I guess it was a bad night for couples. Maybe up above the rain there was a full moon, or Neptune was in retrograde, or some damn thing. Laura Hugger told me she didn't need me to put her in a taxi. She didn't need me to do anything at all for that matter. That wasn't all she told me either, and she told it at the top of her lungs, her black hair frizzing in the damp air, and listeners in the Rosebud line sent up a cheer for her.

Then a taxi pulled up. Two young couples got out. Laura Hugger got in, slamming the door as I reached for it, and the taxi rolled off.

I headed for the Bowery corner. My group had succeeded in flagging down two taxis. Bobby Derr was organizing them, shoving bodies into the back seats in a noisy commotion, and by the time I got there, he himself had wedged into the second cab, pulling the door shut behind him, and off they went into the mist.

I watched their taillights for a second. I'd parked the Fiero a couple of blocks away. I didn't have a coat, hat, or umbrella, and my head was beginning to hurt and it was past midnight in the seediest part of town.

A bad night for couples, though, like I said.

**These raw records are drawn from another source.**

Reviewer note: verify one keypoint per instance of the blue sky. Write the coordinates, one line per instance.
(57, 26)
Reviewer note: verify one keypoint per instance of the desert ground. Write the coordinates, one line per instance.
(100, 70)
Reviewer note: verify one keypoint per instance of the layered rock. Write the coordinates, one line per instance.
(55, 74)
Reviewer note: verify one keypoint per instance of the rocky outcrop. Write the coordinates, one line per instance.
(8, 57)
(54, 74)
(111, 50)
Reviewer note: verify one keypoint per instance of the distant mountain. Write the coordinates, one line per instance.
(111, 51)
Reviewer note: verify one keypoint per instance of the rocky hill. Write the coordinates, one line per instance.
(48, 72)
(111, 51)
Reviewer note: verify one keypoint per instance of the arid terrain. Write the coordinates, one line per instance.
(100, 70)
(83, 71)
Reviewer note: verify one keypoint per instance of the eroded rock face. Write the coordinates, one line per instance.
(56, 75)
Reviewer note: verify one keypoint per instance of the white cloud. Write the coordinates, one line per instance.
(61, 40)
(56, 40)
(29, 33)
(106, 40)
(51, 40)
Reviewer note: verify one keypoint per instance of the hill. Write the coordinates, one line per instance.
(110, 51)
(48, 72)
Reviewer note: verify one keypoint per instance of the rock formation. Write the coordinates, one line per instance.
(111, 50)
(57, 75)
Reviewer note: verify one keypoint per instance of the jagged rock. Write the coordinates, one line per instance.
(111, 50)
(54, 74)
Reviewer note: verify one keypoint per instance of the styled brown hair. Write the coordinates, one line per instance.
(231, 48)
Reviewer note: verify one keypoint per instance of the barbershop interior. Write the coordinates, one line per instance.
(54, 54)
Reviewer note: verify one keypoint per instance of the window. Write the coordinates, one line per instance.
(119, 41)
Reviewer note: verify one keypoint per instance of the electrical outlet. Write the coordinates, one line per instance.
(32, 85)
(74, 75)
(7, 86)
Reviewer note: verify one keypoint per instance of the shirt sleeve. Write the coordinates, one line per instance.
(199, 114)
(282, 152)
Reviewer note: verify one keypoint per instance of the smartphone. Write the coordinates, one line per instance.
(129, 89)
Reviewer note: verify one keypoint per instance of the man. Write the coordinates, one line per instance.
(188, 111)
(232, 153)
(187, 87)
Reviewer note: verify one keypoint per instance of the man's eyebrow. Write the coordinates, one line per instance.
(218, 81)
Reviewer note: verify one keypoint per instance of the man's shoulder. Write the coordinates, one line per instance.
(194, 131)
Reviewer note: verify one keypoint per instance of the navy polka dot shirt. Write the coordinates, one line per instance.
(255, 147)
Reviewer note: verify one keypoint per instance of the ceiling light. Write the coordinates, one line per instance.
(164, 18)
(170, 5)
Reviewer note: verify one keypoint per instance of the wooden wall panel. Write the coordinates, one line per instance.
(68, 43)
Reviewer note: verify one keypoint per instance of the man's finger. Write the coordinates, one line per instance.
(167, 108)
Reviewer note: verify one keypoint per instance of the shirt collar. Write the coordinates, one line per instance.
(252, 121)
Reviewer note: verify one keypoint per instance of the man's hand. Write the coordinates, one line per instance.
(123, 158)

About halfway up the next block, under a streetlight which doubled as a garbage dump, Carter McCloy was arguing with the girl he'd been dancing with at Rosebud's. The girl had a see-through plastic raincoat on over her sequined outfit, and her hair had come partly loose. McCloy had the white scarf wrapped around his neck, and he seemed to sway on his feet in the dim light.

I saw him reach for her, maybe push her. She slipped but didn't fall, and I could hear the crack when, righting herself, she slapped him in the face. He swung back, fist balled. No sound, but down she went, sitting hard on a black plastic garbage bag.

“Bastard!” I heard her shout after him. “Lousy cheap fag bastard!”

McCloy, though, seemed oblivious. He swayed up the wet deserted pavement in the other direction, diagonaling in toward the building line, then out toward the gutter. I started to trail him, but when I got as far as the girl, still sitting on the garbage bag, I stopped. People like to say the Bowery's a harmless neighborhood, but life among the local winos is still cheaper than a joint or a pint of Gallo Thunderbird, and it's no place for a Linda Smith to be alone, in the middle of the night.

At least Linda Smith was the name she gave me.

I learned too that she lived in Astoria. She said she was a theatrical makeup artist which, it turned out, meant she gave manicures in a hotel beauty parlor in the West Fifties. She said she was twenty-three.

It took me a while to get that far, though.

“Do you need any help?” I said when I got to her. “Are you okay?”

She was rocking a little on the garbage bag, rubbing her jaw, talking to herself or to nobody.